Sci Rep. 2024 Dec 30;14(1):31616. doi: 10.1038/s41598-024-79812-2.

Abstract

Geographic entity matching is an important means for multi-source spatial data fusion and information association and sharing. Corresponding matching methods have been designed by existing studies for different types of entity data characteristics, such as line and area. However, these approaches are often limited in the generalization ability for matching heterogeneous data from multiple sources and the accuracy for complex pattern matching. To resolve these problems, robust multi-source geographic entities matching by maximizing geometric and semantic similarity is proposed. First, the entire entity is segmented based on shape features, and the partitioned feature segments are extracted as matching primitives; Second, feature segments are grouped into patterns, encompassing three major categories and fourteen subcategories; Following this, pattern matching is performed based on spatial similarity metric such as maximum projection distance, etc.; Finally, the spatial matches are detected and refined through semantic similarity calculation. The proposed method is tested using two datasets from regions in southeast and northwest China.
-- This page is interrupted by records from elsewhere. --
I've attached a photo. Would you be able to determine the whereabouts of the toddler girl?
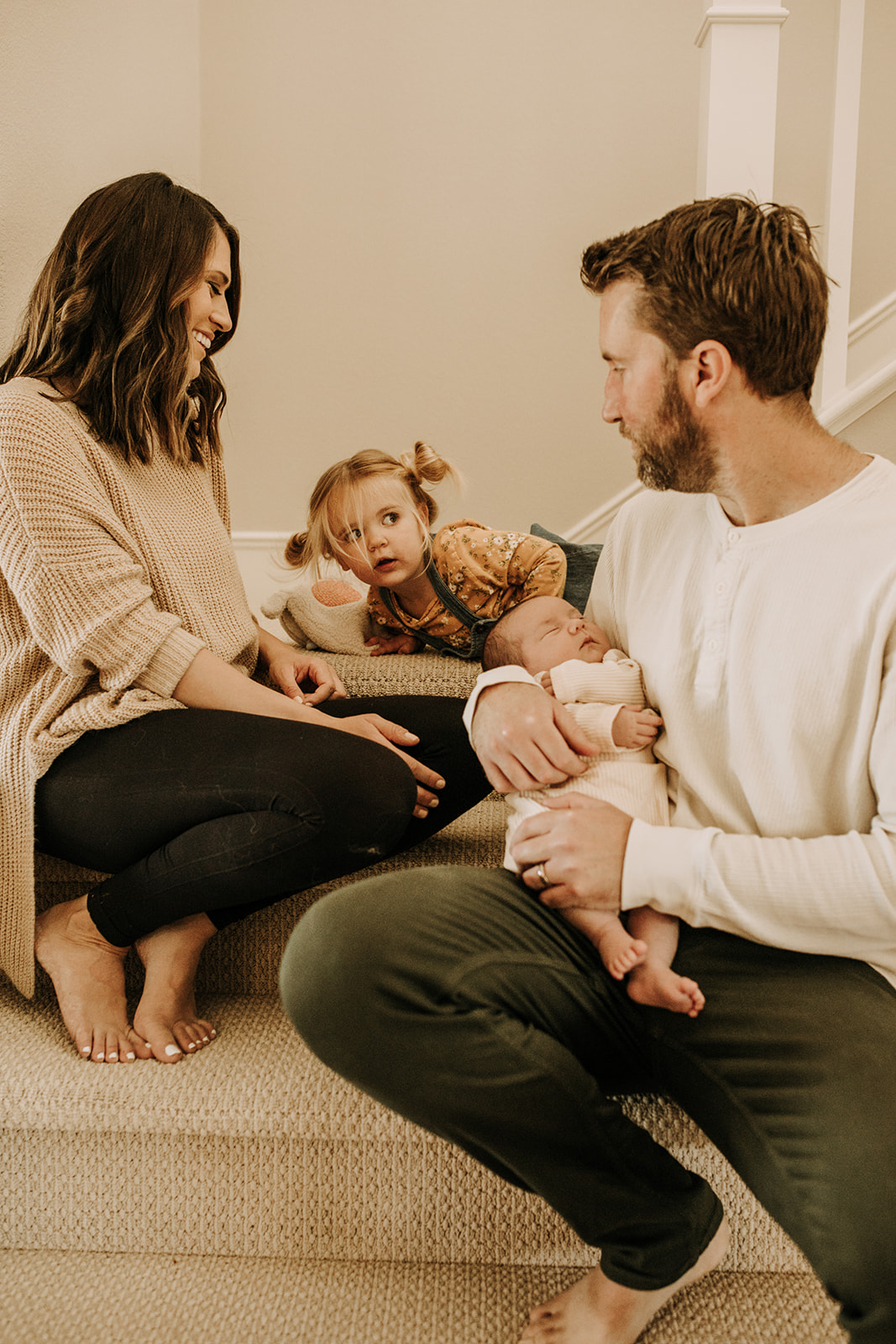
[286,442,565,659]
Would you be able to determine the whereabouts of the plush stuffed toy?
[262,580,372,654]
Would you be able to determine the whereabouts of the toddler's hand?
[364,634,421,657]
[612,704,663,750]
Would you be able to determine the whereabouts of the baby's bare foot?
[520,1219,730,1344]
[134,914,215,1064]
[600,938,647,979]
[35,896,150,1063]
[626,958,706,1017]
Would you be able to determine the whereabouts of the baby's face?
[508,596,610,675]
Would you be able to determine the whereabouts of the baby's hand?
[612,704,663,748]
[364,634,421,657]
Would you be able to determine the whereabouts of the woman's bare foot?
[134,914,215,1064]
[626,957,706,1017]
[520,1219,730,1344]
[34,896,150,1064]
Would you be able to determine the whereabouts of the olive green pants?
[280,867,896,1344]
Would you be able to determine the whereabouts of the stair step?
[0,1252,846,1344]
[0,986,806,1270]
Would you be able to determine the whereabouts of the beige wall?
[202,0,699,529]
[0,0,896,561]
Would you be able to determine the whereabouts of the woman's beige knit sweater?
[0,378,258,996]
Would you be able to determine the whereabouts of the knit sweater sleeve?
[0,395,203,695]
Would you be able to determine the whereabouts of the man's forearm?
[622,822,896,983]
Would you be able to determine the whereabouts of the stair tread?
[0,1252,846,1344]
[0,985,806,1270]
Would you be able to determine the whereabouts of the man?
[282,197,896,1344]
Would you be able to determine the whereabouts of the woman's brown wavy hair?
[0,172,240,465]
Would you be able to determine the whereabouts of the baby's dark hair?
[284,439,461,570]
[482,602,525,672]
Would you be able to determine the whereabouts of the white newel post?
[813,0,865,408]
[694,0,790,202]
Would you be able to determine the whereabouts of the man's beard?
[619,370,716,495]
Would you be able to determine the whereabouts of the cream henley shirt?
[468,457,896,986]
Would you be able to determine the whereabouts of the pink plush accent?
[312,580,361,606]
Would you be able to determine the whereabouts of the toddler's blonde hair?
[284,439,461,574]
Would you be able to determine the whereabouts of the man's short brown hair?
[582,197,827,399]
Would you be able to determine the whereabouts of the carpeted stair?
[0,654,845,1344]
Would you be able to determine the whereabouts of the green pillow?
[529,522,603,612]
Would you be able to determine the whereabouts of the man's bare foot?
[520,1219,730,1344]
[134,914,215,1064]
[626,958,706,1017]
[34,896,150,1064]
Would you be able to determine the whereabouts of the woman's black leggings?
[35,696,489,948]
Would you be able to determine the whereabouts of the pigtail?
[398,439,462,522]
[284,533,314,570]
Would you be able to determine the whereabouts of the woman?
[0,173,488,1062]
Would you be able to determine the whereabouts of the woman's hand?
[511,793,631,914]
[322,714,445,818]
[255,621,348,704]
[267,643,348,704]
[471,681,598,793]
[364,634,421,659]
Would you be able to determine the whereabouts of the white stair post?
[694,0,790,202]
[813,0,865,408]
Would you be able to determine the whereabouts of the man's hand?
[612,704,663,748]
[511,793,631,914]
[471,681,598,793]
The experimental results demonstrate that our method can be effectively applied to both area and line entity matching with strong generalization and application capability and significantly improved matching accuracy. Specifically, nine feature segment matching patterns for matching area entities and six for line entities are utilized, and the precision and recall are nearly 90%.

Keywords: Area entity; Feature segment; Line entity; Pattern recognition; Semantic similarity.